Democrats point to the difference in vote totals from the 2018 midterms to the 2022 elections as proof of the collapse in their party’s turnout. In 2018, Democratic gubernatorial nominee Andrew Gillum would win about 4 million votes — almost a million more votes than the party’s nominee four years later, Charlie Crist, would win. (DeSantis won about 500,000 more votes during his 2022 reelection than he did during the 2018 race.)

In 2022, DeSantis’ campaign and committee also raised more than six times as much as Crist. Even beyond the money, Democratic strategists in the state say the party’s candidates and campaigns did little to inspire progressive voters.

“As much as I love Charlie Crist, we had a candidate who didn’t run anything remotely looking like a credible statewide campaign,” said Schale, who blamed the candidate’s lack of money for the unimpressive showing.

Schale and other Democrats say even if they think a lack of money was a major reason for the party’s struggles in 2022, they’re still clear-eyed about the challenge ahead in 2024. No Democratic presidential candidate has won in Florida since Barack Obama in 2012, and the state’s electorate, including its Cuban and Hispanic population in South Florida, has become markedly more conservative since then.

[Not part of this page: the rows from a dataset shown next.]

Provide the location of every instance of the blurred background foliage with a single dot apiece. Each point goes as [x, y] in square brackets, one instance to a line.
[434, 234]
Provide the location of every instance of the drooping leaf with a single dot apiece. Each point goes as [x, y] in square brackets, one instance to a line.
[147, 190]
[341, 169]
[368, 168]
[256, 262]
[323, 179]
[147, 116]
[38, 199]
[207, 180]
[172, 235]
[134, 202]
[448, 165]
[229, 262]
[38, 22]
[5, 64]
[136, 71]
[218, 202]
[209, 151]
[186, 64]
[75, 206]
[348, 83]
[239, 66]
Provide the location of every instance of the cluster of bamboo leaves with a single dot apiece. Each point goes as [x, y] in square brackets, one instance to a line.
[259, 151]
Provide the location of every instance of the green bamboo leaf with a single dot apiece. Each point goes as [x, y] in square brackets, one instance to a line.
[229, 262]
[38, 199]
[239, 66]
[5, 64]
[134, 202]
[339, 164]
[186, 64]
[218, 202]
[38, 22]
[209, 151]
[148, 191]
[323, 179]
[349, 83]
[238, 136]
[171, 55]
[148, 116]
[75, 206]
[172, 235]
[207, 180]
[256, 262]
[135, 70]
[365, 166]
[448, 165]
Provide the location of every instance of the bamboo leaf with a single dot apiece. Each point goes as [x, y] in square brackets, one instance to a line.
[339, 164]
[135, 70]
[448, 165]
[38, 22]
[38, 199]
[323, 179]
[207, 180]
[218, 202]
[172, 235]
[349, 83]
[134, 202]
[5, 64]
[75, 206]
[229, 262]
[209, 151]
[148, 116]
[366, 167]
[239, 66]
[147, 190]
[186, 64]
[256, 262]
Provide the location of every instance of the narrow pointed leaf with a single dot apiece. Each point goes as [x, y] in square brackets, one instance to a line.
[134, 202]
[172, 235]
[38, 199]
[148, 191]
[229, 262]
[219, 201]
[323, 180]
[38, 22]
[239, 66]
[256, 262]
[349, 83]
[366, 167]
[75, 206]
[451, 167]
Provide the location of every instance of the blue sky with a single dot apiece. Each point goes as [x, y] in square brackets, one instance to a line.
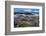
[26, 10]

Florida Republicans agree, seeing Biden’s push into the state as a chess move intended to keep Trump on his toes but not actually deliver a Democratic win in Florida.

That’s partly because Democrats have an additional hurdle: Republicans have 5.2 million registered active voters compared to Democrats’ 4.3 million. That’s a significantly worse scenario for Democrats than in 2022 — when Republican voter registration only led by about 300,000 registered voters during the general election. During the last presidential election, when Trump won Florida with 51%, Democrats led in registered voters by about 130,000 voters. “I don’t think we’re going to win by 22 points every statewide election from here until kingdom come,” Florida Republican political consultant Anthony Pedicini told NOTUS. “But I think Florida is trending red. I think it leans red. I think we will continue to see Republican successes, and I think the Biden administration — like they get everything else wrong — has this wrong. Florida is not in play.”

Florida state House Democratic leader Rep. Fentrice Driskell hearkened back to the heyday of Florida Democratic politics more than a decade ago, the Obama campaign in 2012, when there was an anti-abortion ballot amendment, as evidence of why Florida is worth investing in this year — despite the party’s challenges.

“It’s tough to ignore the electoral implications,” Driskell told reporters after Monday’s abortion ruling. “The last time that a Democratic presidential candidate won Florida was when there was an anti-abortion measure on the ballot, so this is something that Floridians pay attention to.”


Alex Roarty is a reporter at NOTUS. Claire Heddles is a NOTUS reporter and an Allbritton Journalism Institute fellow.